Numerama, a French online publication focusing on digital life, said that the hacked material appeared to have been disseminated through users of 4Chan, an online bulletin board. They shared nine gigabytes worth of documents and emails — “a jumble of what appears to be the contents of a hard drive and several emails of co-workers and En Marche political officials.”

“It will take to time to sift through it all, but at first glance, they seem to be utterly mundane,” Numerama said after analysing the data. “One finds memos, bills, loans for amounts that are hardly over-the-top, recommendations and other reservations, amidst, of course, exchanges that are strictly personal and private — personal notes on the rain and sunshine, a confirmation email for the publishing of a book, reservation of a table for friends, etc.”

The last minute timing of the leak could just be an attempt to create doubt in voters’ minds. Many analysts and Hillary Clinton herself have argued that the dump of her campaign emails by WikiLeaks last year was more about having a psychological impact than revealing scandalous information.
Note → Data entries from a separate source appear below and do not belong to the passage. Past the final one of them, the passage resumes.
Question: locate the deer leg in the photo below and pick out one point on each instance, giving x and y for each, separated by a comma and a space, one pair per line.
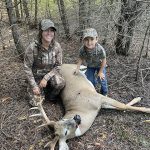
134, 101
121, 106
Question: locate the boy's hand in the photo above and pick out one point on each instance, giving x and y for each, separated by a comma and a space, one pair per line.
76, 71
36, 91
43, 83
101, 75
The Macron campaign’s statement “This is not a simple pirating operation but indeed an attempt to destabilize the French presidential election,” The Macron campaign’s statement reads. “It, therefore, makes sense to consider the nature of the leaked documents, to be aware that a large part of them are purely and simply forgeries and a chance to amplify this attempt at destabilization.”

It’s not clear that WikiLeaks had anything to do with this leak, but Nicolas Vanderbiest, a Belgian researcher on social media influence, has claimed that Twitter accounts associated with the group were among the first to begin spreading the documents with the tag #macronleaks. That, of course, could just mean that they were spreading leaks the way they always do.
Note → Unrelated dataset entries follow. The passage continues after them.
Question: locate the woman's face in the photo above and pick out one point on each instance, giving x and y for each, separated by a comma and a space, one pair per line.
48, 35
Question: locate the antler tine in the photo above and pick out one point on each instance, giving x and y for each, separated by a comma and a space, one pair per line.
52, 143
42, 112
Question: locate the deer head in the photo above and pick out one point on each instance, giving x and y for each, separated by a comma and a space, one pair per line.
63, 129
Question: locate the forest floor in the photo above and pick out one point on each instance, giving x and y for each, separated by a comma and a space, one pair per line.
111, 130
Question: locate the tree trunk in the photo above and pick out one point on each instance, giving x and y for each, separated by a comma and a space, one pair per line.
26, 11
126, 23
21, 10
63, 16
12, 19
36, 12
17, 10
The National Front and its supporters are seizing the moment on social media. Party Vice President Florian Philippot quickly fired off a tweet asking “Will #Macronleaks learn things that investigative journalism has deliberately killed? Fearing this democratic sinking.” It has been retweeted 2,100 times.

Polls released after the final debate between the two candidates on Wednesday showed Macron leading Le Pen, 63 per cent to 37 per cent. Sunday’s results could give us strong evidence regarding how effective this type of political cyber attack can be. In the case of the Clinton campaign leak, there was more time for the media to disseminate the contents of the emails. Polls close at 8pm in France on Sunday.